Mattarella Riflessioni sull’Ottantesimo Anniversario della Repubblica
Nel suo messaggio per la Festa della Repubblica, il Presidente della Repubblica, Sergio Mattarella, ha ricordato con parole toccanti il 2 giugno 1946, un giorno che ha cambiato il corso della storia italiana. Precisamente ottant’anni fa, donne e uomini si sono uniti per esprimere un atto di libertà, **lasciandosi alle spalle le cicatrici della guerra e il peso di un regime totalitario**. Questo giorno ha segnato l’inizio della ricostruzione di un’Italia democratica e repubblicana.
Come parte delle celebrazioni, Mattarella ha reso omaggio ai militari che, con grande coraggio, hanno combattuto nella Guerra di Liberazione. Questi soldati, attraverso i Gruppi di Combattimento, hanno **giocato un ruolo cruciale nella rinascita del Paese**, facendo sì che l’Italia riacquistasse onore e libertà. L’anniversario non è solo una celebrazione storica, ma un invito a rinnovare l’impegno verso i valori fondamentali della nostra Costituzione, che rispecchia la nostra identità nazionale.

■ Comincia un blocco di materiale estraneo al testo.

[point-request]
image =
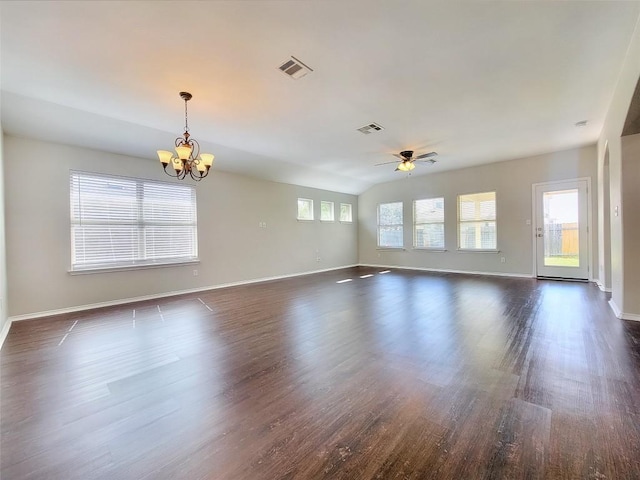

Mattarella ha sottolineato l’importanza di affrontare le attuali sfide per la sicurezza e il benessere del Paese con determinazione. Ha avvertito che **la pace e il benessere sono impossibili** finché esistono minacce e situazioni di miseria in alcune parti del mondo. L’Italia, collaborando con l’Europa, è impegnata a **ristabilire il rispetto delle regole internazionali**, cercando di allontanarsi da conflitti duraturi per costruire una stabilità duratura per tutti. Anche le Forze Armate, che rappresentano un baluardo della Repubblica e dei valori democratici, hanno un ruolo cruciale in questo progetto di sicurezza globale.
Concludendo, il Presidente ha manifestato la sua gratitudine ai militari di ogni grado per la loro devozione, esprimendo un affettuoso abbraccio simbolico a tutti loro: **“Viva le Forze Armate, viva la Repubblica”**.